Grocery Doppio’s survey seems to indicate that most shoppers are okay with that. But the majority draw the line at biometrics.

Amazon announced last month that it would expand its “palm recognition service” to all of its Whole Foods Market stores by the end of this year. “Amazon One” allows you to scan your palm so the system can identify you, and charge your purchases to your account. “This means Whole Foods Market customers who choose to use Amazon One will no longer need their wallet or even a phone to pay,” Amazon explained. “They can simply hover their palm over an Amazon One device. For Prime members who link their Amazon One profile with their Amazon account, savings will automatically be applied. It’s that simple.”

That simple – and maybe just a little creepy? While Grocery Doppio survey respondents said they’re comfortable with personally-identifiable checkout technology, only 43% of shoppers said they’re okay with trying biometrics for in-store checkout. And a near-universal 94% are concerned about whether grocers will be able to secure their biometric data. If there’s a credit card breach, you can always get a new credit card. But you can’t get a new palm if a hacker gets access to your biometric data.

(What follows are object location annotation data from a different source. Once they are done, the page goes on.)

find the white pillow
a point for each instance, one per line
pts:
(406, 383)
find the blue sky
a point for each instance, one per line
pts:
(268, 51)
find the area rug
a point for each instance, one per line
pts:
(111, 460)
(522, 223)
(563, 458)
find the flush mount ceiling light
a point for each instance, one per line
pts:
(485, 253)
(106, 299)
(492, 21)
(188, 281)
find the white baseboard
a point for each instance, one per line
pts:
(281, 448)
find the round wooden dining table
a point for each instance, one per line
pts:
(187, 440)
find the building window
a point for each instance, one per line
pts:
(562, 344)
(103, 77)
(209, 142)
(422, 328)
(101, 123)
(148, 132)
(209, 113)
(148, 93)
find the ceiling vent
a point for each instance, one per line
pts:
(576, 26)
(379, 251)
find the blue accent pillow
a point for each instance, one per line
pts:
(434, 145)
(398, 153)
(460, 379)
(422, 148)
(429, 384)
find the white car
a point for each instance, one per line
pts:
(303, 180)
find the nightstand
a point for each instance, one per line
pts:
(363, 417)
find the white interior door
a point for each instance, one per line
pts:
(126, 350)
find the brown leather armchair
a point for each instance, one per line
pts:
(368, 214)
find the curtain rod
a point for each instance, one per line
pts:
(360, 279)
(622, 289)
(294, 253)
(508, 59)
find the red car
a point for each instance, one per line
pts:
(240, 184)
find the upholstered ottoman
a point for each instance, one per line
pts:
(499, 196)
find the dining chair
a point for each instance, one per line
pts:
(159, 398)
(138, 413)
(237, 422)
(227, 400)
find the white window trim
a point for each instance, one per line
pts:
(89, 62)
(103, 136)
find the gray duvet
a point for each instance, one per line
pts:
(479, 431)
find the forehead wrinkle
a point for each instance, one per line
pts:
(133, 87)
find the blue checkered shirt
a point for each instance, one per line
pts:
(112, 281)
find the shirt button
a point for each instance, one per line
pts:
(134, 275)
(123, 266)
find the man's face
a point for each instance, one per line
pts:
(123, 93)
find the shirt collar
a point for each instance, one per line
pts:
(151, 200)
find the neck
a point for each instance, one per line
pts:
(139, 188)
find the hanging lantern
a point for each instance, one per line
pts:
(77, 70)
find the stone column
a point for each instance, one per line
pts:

If you’re not sure about all these gadgets and cameras and palm-scanners, there’s always the “old-school” version of “new technology.” That would be self-checkout, otherwise known as speeding the checkout process by making you do it yourself. Nearly three-quarters of grocers surveyed said they plan to increase their use of technologies that use shopper data, with self-checkout being the most popular type of deployment. 83% said they plan to continue, expand or introduce self-checkouts in the next two years.

“Consumers have spoken,” Charlie Kaplan, Chief Revenue Officer at Grocery Doppio partner Wynshop, said in a statement. “They are absolutely willing to play ball with grocers by contributing their personal data. However, grocers must respond in kind by protecting shoppers’ personal data, and by solving the current problems in the grocery shopping experience — both online and offline.”

Checking out at the grocery store is never really fun. Technology can help make it less painful. But for many shoppers, if that means granting grocery chains access to your personal information, your purchasing data and even your physical characteristics – maybe that long checkout line isn’t so bad after all.